Do Gato Félix aos Looney Tunes, histórias protagonizadas por animais já eram a base das animações americanas há tempo. Mas nos últimos 30 anos Disney e DreamWorks exploraram tão a fundo a dinâmica antropomórfica que nós saímos de “leões cantando na selva” para “todo tipo de espécie animal vivendo e trabalhando como humanos numa metrópole” sem sobressaltos. Se há uma linha de raciocínio que conecta um destes filmes a outro, isso é algo que Flow rejeita.
Se filmes como Zootopia e Fantástico Sr. Raposo apresentam animais humanizados que revertem para seus instintos primitivos tipicamente quando há uma chamada pelo humor ou para separá-los entre heróis e vilões, a animação de Gints Zilbalodis prefere olhar os bichos como o que eles são, por natureza. É claro que Flow adiciona um grau de personalidade aos seus personagens, tipicamente relacionado ao nosso entendimento daquela espécie de animal, mas eles jamais falam. O Gato que protagoniza o filme é independente. O Cachorro é brincalhão. A Garça é orgulhosa. E assim vai.

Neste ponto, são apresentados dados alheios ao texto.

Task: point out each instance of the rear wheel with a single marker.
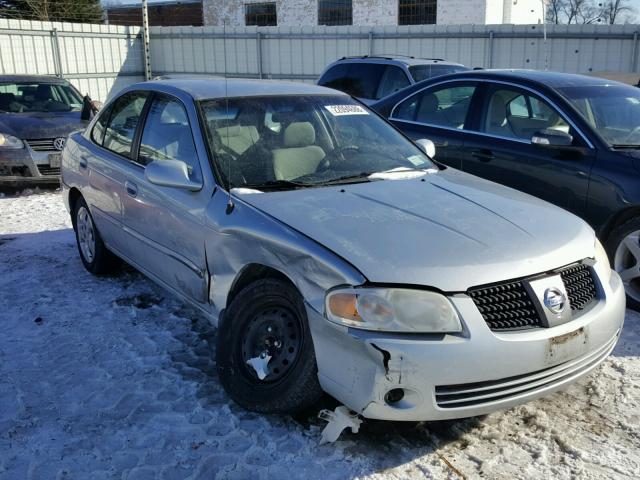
(623, 247)
(265, 355)
(93, 253)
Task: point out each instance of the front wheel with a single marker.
(264, 354)
(93, 253)
(623, 247)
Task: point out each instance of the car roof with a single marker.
(213, 88)
(395, 60)
(550, 79)
(31, 78)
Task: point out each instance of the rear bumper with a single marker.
(473, 373)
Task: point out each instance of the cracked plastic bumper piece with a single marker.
(435, 377)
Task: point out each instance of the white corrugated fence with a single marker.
(101, 59)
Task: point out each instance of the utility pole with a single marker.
(145, 40)
(544, 33)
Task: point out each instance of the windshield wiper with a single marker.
(626, 146)
(274, 185)
(351, 178)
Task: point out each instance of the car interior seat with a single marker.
(238, 137)
(300, 155)
(43, 93)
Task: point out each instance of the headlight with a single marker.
(392, 310)
(9, 141)
(602, 260)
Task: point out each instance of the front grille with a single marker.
(486, 393)
(581, 289)
(42, 144)
(47, 170)
(508, 306)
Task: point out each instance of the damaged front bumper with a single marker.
(443, 376)
(26, 166)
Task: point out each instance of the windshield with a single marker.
(614, 111)
(422, 72)
(303, 141)
(38, 97)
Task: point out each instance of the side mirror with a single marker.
(427, 146)
(552, 138)
(171, 173)
(87, 108)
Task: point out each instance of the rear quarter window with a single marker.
(97, 132)
(335, 77)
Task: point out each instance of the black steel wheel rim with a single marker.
(277, 331)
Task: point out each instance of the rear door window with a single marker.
(513, 113)
(444, 106)
(123, 122)
(335, 77)
(394, 79)
(364, 79)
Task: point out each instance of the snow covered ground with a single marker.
(113, 378)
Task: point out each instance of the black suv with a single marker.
(371, 78)
(569, 139)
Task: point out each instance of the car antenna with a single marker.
(226, 115)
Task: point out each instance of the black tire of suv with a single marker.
(103, 260)
(298, 389)
(615, 237)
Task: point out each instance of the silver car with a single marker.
(335, 256)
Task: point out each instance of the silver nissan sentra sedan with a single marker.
(335, 256)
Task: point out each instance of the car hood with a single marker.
(40, 124)
(451, 231)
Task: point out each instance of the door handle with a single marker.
(483, 155)
(131, 188)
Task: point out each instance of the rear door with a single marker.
(500, 147)
(105, 162)
(165, 225)
(441, 114)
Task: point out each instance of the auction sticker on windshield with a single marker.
(338, 110)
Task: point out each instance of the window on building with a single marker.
(417, 12)
(260, 14)
(335, 12)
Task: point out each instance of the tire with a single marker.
(93, 253)
(291, 385)
(623, 247)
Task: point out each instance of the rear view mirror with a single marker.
(552, 138)
(427, 146)
(171, 173)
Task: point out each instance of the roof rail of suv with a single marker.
(391, 57)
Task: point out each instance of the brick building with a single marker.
(167, 14)
(370, 12)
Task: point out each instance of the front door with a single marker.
(501, 150)
(165, 225)
(440, 114)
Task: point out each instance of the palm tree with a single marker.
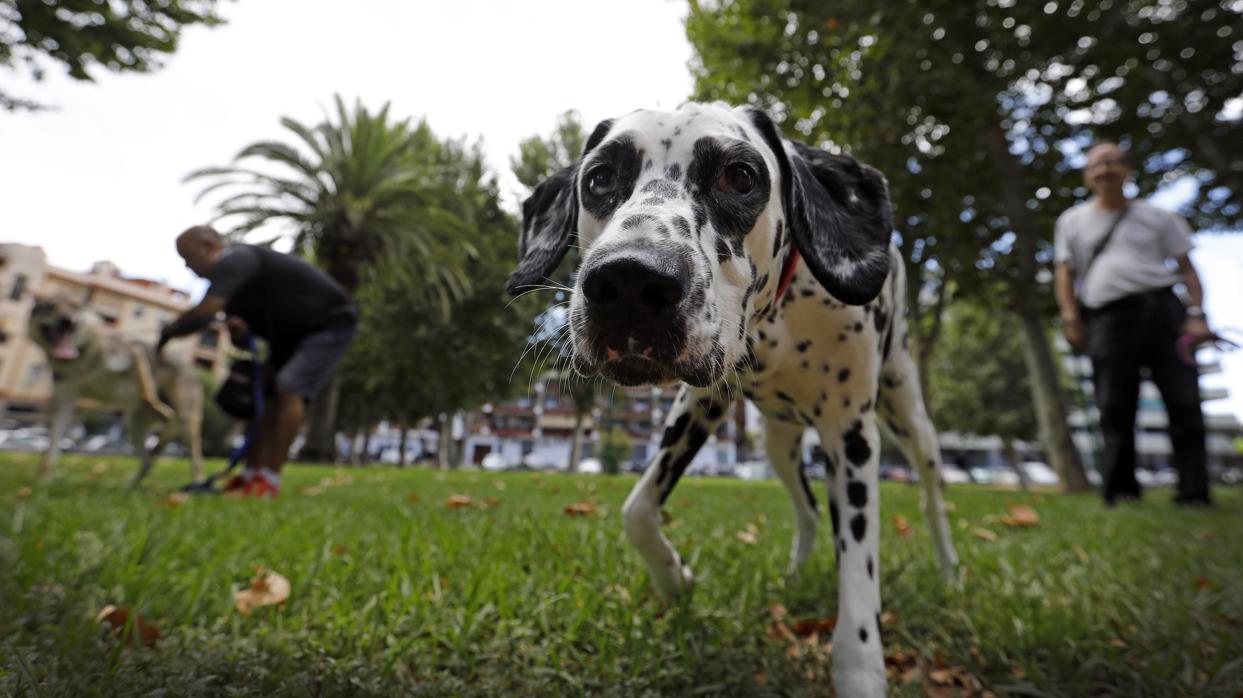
(352, 189)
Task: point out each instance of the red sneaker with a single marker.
(236, 484)
(260, 488)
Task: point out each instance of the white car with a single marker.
(1039, 473)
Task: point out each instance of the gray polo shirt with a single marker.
(1139, 257)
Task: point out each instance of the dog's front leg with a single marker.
(62, 410)
(858, 656)
(695, 416)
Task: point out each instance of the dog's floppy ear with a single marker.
(550, 221)
(838, 214)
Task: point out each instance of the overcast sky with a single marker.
(101, 176)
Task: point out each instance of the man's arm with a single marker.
(1196, 323)
(193, 319)
(1064, 288)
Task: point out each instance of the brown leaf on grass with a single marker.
(266, 589)
(750, 537)
(581, 509)
(459, 501)
(1021, 516)
(807, 627)
(132, 631)
(983, 533)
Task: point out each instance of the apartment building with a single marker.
(134, 307)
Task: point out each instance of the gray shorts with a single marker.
(311, 364)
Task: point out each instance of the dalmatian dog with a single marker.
(721, 255)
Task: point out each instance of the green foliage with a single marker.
(417, 357)
(357, 186)
(614, 450)
(393, 596)
(81, 35)
(978, 375)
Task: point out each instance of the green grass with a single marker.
(409, 596)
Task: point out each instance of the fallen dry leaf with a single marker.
(581, 509)
(459, 501)
(750, 537)
(266, 589)
(1021, 516)
(812, 626)
(139, 630)
(983, 533)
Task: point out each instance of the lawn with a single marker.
(395, 591)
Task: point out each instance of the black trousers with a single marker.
(1125, 337)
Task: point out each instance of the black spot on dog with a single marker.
(711, 409)
(859, 527)
(857, 493)
(674, 431)
(858, 451)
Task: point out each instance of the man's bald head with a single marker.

Esse minimalismo é acompanhado pelo estilo de animação, que de comum com as megaproduções de estúdios hollywoodianos tem apenas o uso do 3D. O visual é melhor definido pelo pouco uso de texturas, em sua maioria chapadas e de cores desbotadas – a melhor comparação é com a trilogia de games de Fumito Ueda, mais conhecido por Shadow of the Colossus e The Last Guardian. A escolha confere ao longa o ar de mistério. Isso permanece até o fim da aventura, e é engrandecido pela presença de elementos incrementalmente fantasiosos que o grupo de animais acompanha na sua inesperada jornada.
Esta começa com uma inundação na floresta. A imagem imediatamente traz à mente questões climáticas, mas o mundo de Flow sugere que, se um dia houve humanos aqui, eles se foram há muito tempo. Para trás ficaram utensílios, monumentos e casas que geram fascínio tanto no Gato quanto no espectador. A câmera de Zilbalodis permanece na altura do animal principal enquanto ele sobrevive à água e aos perigos que ela traz se juntando com Cachorro, Garça, Capivara e Lêmure. Cada um dos cinco parece ser um tipo de rejeitado dentro de sua espécie, e resta a eles trabalhar juntos para sobreviver aos encontros com tempestades, rivais e às grandes criaturas marinhas que invadem terra firme.
Enquanto navega pelos rios recém-formados nesse tsunami, o filme não demonstra muito interesse nos tons emotivos de uma Pixar, e apesar de ocasionalmente intensificar o risco e nos deixar temendo pela vida dos nossos favoritos, Zilbalodis opta pelo fascínio e divertimento mais do que pela narrativa comovente. É claro que o grupo tem altos e baixos, e Flow sem dúvidas argumenta que, mesmo que não consigamos deixar nossa natureza inteiramente para trás, há valor em sair da zona de conforto e contar com o outro. O foco, contudo, é o descobrimento do mundo através dos olhos de seus mais frágeis habitantes.
CineCanibal
A escala das estruturas, os desafios a serem completados em quatro patas, o deslumbramento de ver o fantástico – assistir a tudo isso da perspectiva do Gato intensifica em nós mesmos o faro pelo espetáculo. Há, é claro, valor em ver o protagonista se abrir aos poucos para o bobalhão Cachorro, incansável em suas tentativas de amizade, e a simplicidade desses comportamentos pinta seus atos mais grandiosos de significado, mas o maior sucesso de Flow está nessa progressão em direção ao desconhecido.
Vencedor de três prêmios no Festival de Annecy, Flow ainda não tem distribuição no Brasil.